As the announcement posted on July 11, 2016, American Society for Microbiology (ASM) no longer supports impact factors for its journals:1
Washington, DC – July 11, 2016 - The editors-in-chief of ASM journals and ASM leadership have decided to no longer advertise the impact factors of ASM journals on the journals’ websites. This decision was made in order to avoid contributing to a distorted value system that inappropriately emphasizes high IFs. High-IF journals limit the number of accepted articles to create a perception of exclusivity, and individuals receive disproportionate rewards for articles in high IF journals, while science as a whole suffers from a distorted values system and delayed communication of research.

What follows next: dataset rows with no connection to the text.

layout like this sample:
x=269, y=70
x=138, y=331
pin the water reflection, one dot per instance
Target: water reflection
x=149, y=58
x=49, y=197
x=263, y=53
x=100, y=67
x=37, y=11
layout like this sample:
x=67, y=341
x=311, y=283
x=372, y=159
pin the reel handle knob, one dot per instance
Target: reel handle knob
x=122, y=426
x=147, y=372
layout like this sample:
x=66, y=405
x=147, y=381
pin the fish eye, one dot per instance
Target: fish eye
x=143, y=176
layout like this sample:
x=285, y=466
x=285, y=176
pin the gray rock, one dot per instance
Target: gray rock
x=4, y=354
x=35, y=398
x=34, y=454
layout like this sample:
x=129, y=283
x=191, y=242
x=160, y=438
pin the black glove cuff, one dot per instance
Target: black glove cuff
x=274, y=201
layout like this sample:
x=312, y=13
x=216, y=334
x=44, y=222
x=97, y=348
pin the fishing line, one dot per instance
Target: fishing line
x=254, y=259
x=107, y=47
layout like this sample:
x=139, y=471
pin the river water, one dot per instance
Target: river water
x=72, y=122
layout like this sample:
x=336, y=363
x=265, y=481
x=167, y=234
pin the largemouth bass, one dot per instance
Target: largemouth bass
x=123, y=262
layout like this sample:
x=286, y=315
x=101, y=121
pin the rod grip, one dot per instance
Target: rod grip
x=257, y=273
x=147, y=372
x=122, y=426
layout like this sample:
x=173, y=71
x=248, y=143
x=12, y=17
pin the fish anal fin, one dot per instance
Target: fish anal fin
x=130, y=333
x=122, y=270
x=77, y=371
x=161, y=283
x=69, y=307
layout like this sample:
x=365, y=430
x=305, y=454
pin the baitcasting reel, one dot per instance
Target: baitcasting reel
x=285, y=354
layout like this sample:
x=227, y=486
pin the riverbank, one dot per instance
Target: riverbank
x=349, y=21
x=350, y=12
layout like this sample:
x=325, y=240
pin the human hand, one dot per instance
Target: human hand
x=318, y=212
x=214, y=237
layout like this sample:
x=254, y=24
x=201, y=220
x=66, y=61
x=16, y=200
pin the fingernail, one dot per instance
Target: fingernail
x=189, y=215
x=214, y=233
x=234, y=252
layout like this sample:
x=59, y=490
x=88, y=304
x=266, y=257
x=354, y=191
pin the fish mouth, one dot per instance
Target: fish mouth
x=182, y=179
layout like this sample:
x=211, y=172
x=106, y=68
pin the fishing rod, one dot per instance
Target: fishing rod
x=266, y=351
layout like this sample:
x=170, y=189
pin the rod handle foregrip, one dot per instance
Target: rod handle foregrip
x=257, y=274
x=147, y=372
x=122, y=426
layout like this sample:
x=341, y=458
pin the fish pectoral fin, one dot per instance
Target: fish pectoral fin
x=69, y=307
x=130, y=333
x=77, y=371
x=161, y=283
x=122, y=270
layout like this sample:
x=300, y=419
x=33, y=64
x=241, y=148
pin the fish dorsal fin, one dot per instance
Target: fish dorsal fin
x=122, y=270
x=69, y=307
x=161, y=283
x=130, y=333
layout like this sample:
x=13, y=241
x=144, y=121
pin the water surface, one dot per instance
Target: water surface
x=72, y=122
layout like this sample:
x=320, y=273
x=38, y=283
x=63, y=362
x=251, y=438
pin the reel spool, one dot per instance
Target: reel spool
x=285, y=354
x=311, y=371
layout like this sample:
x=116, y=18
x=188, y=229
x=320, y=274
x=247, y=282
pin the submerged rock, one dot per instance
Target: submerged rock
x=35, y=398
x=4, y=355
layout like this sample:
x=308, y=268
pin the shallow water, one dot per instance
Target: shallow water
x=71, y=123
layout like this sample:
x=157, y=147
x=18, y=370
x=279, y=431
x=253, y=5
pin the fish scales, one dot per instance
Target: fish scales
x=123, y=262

It is the hope of ASM journal editors-in-chief and ASM leadership to move away from this system and the undue focus on journal IF, which detracts from the advancement of scientific research, by removing IFs from ASM journal websites. In doing so, ASM hopes to make a statement of principle that other journals will follow.
Calculated by various companies and promoted by publishers, journal impact factors (JIFs) are a measure of the average number of citations that a journal’s articles receive over the past two years. They were designed to indicate the quality of journals, but researchers often use the metric to assess the quality of individual papers — and even, in some cases, their authors.2
“To me, what’s essential is to purge the conversation of the impact factor,” says ASM chief executive Stefano Bertuzzi, a prominent critic of the metric. “We want to make it so tacky that people will be embarrassed just to mention it.”